Tong, who started and now produces a quarterly “Roots” newsletter to keep former interns connected, recalled stories his parents told him about their past, but it was not until he had a chance to visit those villages and talk to his relatives that he was able to completely understand what they were describing.
“My dad had mentioned relatives and the ancestral village before,” Tong said. “But going there, seeing the people, made it more real for me. I now understand my parents better and it gave me a perspective of the cycle of generations. It made things more complete. I feel more connected to my community.”
Lai said that there is a need for programs like “Roots” because traditional history courses exclude almost all of Chinese American history. As a result many Chinese Americans grow up confused about how they fit into American society.
“If you go to a history class, teachers talk about the Mayflower and how our ancestors came here that way,” Lai said. “How can a Chinese kid identify with that? They feel left out.
“Identity seems to be the biggest problem for a lot of the kids who go through ‘Roots,’” he continued. “They wonder if are they white or yellow. They look yellow, but they feel white.”
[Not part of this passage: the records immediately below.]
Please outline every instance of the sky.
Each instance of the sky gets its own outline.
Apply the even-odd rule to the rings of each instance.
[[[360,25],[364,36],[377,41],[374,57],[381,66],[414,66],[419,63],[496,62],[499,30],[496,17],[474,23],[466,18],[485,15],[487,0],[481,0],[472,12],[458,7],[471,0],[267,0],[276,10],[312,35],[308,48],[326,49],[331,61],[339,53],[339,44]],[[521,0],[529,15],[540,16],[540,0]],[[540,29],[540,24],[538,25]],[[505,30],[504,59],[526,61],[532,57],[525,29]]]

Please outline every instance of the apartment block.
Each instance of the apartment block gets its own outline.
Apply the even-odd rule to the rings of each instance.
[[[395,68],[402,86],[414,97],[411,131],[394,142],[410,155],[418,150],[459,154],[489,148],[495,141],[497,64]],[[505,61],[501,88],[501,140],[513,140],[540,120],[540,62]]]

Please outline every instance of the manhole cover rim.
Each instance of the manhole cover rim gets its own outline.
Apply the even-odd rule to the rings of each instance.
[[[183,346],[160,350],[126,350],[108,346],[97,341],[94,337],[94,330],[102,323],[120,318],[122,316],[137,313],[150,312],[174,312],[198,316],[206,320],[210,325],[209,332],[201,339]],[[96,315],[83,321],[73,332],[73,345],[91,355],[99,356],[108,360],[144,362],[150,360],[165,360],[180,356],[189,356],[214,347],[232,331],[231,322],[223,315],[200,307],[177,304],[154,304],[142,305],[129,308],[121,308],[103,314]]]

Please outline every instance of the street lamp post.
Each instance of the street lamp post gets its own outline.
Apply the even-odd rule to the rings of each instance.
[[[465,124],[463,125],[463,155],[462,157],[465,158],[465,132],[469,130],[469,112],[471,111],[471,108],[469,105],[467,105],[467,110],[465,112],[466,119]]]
For Terence Chuck, a three-and-a-half generation Chinese American who grew up in the mostly white, affluent suburb of San Rafael, said he always felt left out of both the Chinese and the American culture and the program gave him an opportunity to meet people who shared his feeling of isolation.
“Being Chinese American is something in between being Chinese and American,” Chuck said. “And I don’t fit into either culture perfectly.”
After going through the program three years ago, the 28-year-old psychology graduate student continues his genealogical quest to understand his lineage and said that he believes that his research has enriched his ability to be a psychotherapist.
“I’m piecing together things about my family that I can see in myself,” Chuck said. “And a little light starts to go on and I gain a better understanding of my father, my grandfather, filling in some of the story of what they had to go through.
“I have a better understanding of the culture from where I’ve come,” he continued. “It’s like waking up from a dream.”